Shading my eyes I searched for Mary’s face in the throng. But there was no sign of her. Neither had she appeared by the time we all trooped into the porch.

  It took a moment for my eyes to adjust to the shadowy world within. Here and there pools of jewelled light fell on the stones. I breathed in the ancient, unchanging scent of incense and candle wax and aged wood. My heart shifted against my ribs. I’m here, Jane, I said silently.

  ‘We’ll sit at the back, shall we?’ Anna took my arm. ‘Aunt Cass is going in the second pew with Uncle Edward and Uncle Henry.’ As she spoke Henry walked past us, carrying the sweet-faced Eleanor, who was beautifully attired in a gown of fine apricot muslin trimmed with ivory rosebuds. He has so much to answer for, I thought, so much to reveal. But how could I interrogate him in these circumstances? And how would he react if, as I suspected, he was wholly ignorant of Mary’s crimes? I had lost my dearest friend but he had lost a sister, a brother and a lover. A man of the cloth he may be, but he would have to exert superhuman self-control on discovering such a thing. And whatever he did would impact on Eleanor. How could I contemplate threatening the well-being of a woman who so needed and deserved his support?

  ‘Come on.’ Anna steered me towards the side chapel where the service was to be performed. To reach it we had to pass the very spot where Jane lay. ‘Good morning, Aunt Jane – we’ve come to see Martha Lloyd marry Uncle Frank,’ she whispered. ‘But I suppose you know that already, don’t you?’ She kissed her gloved fingers and bobbed down to touch the stone. ‘I know I said I don’t believe in ghosts, but I bet she’s looking down on us; she wouldn’t have missed it for the world, would she?’

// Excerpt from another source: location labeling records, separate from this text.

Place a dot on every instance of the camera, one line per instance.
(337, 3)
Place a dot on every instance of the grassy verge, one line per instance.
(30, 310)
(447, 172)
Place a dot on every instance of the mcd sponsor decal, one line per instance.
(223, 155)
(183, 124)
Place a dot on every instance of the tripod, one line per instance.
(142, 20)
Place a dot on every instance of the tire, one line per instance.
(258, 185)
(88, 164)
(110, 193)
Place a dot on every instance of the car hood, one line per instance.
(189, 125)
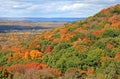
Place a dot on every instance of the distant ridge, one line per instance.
(40, 19)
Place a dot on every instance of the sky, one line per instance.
(53, 8)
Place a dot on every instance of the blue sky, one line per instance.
(53, 8)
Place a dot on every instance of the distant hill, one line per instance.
(28, 19)
(86, 49)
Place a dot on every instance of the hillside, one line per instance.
(86, 49)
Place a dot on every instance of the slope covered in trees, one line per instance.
(86, 49)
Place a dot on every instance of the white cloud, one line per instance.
(72, 6)
(16, 5)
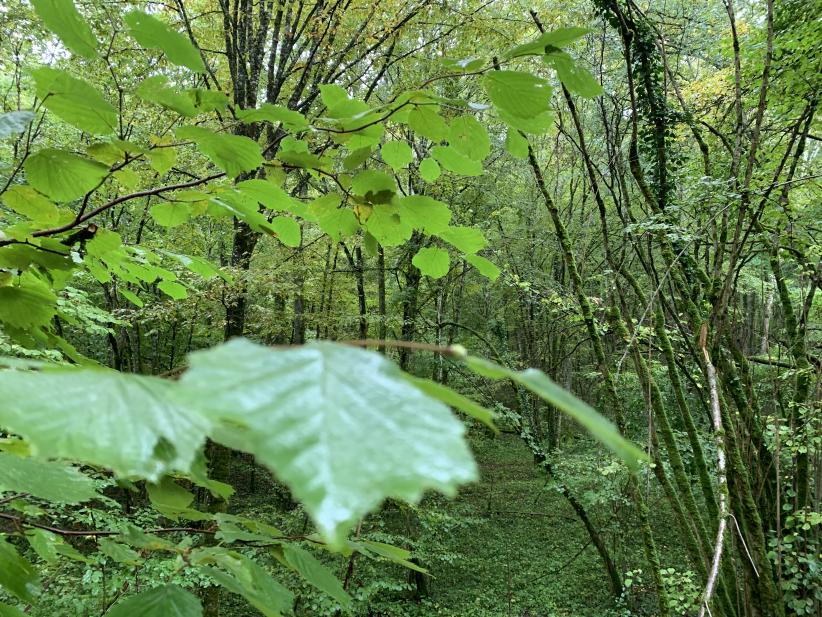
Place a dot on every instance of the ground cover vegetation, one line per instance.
(379, 308)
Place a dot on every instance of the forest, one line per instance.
(408, 308)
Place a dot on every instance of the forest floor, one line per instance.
(507, 546)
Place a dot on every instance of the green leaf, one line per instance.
(31, 204)
(151, 33)
(516, 144)
(49, 481)
(516, 93)
(233, 154)
(485, 267)
(156, 90)
(456, 162)
(337, 222)
(62, 18)
(456, 400)
(166, 601)
(425, 213)
(172, 289)
(387, 225)
(10, 611)
(424, 120)
(293, 120)
(548, 42)
(542, 385)
(75, 101)
(251, 581)
(267, 193)
(119, 552)
(469, 137)
(310, 404)
(287, 230)
(394, 554)
(315, 573)
(432, 261)
(127, 423)
(397, 154)
(356, 158)
(162, 159)
(576, 78)
(131, 296)
(375, 186)
(466, 239)
(429, 170)
(14, 122)
(17, 576)
(63, 176)
(50, 547)
(27, 305)
(169, 214)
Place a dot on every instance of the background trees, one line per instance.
(629, 209)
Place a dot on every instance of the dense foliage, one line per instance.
(245, 248)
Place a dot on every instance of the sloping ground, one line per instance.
(507, 546)
(526, 554)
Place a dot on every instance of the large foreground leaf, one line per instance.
(126, 423)
(341, 426)
(62, 175)
(17, 576)
(51, 481)
(75, 101)
(14, 122)
(545, 388)
(167, 601)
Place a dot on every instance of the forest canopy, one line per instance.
(379, 308)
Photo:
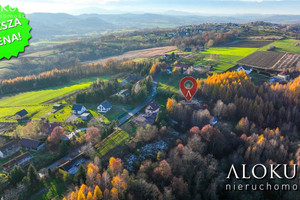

  ‘She wouldn’t.’ I swallowed hard. It was almost unbearable to think of Mary walking past her grave, as she surely would any moment now. I glanced over my shoulder. Edward was coming through the door with Charlotte on one arm and Louisa on the other. No change there, then, I thought. Fanny was behind him, accompanied by a gaggle of young people who ranged in age from late teens to late twenties. Anna told me that some of these were Frank’s children and some were Edward’s but the only one I recognised was Brook-John, because, like James-Edward, he was the spitting image of Henry.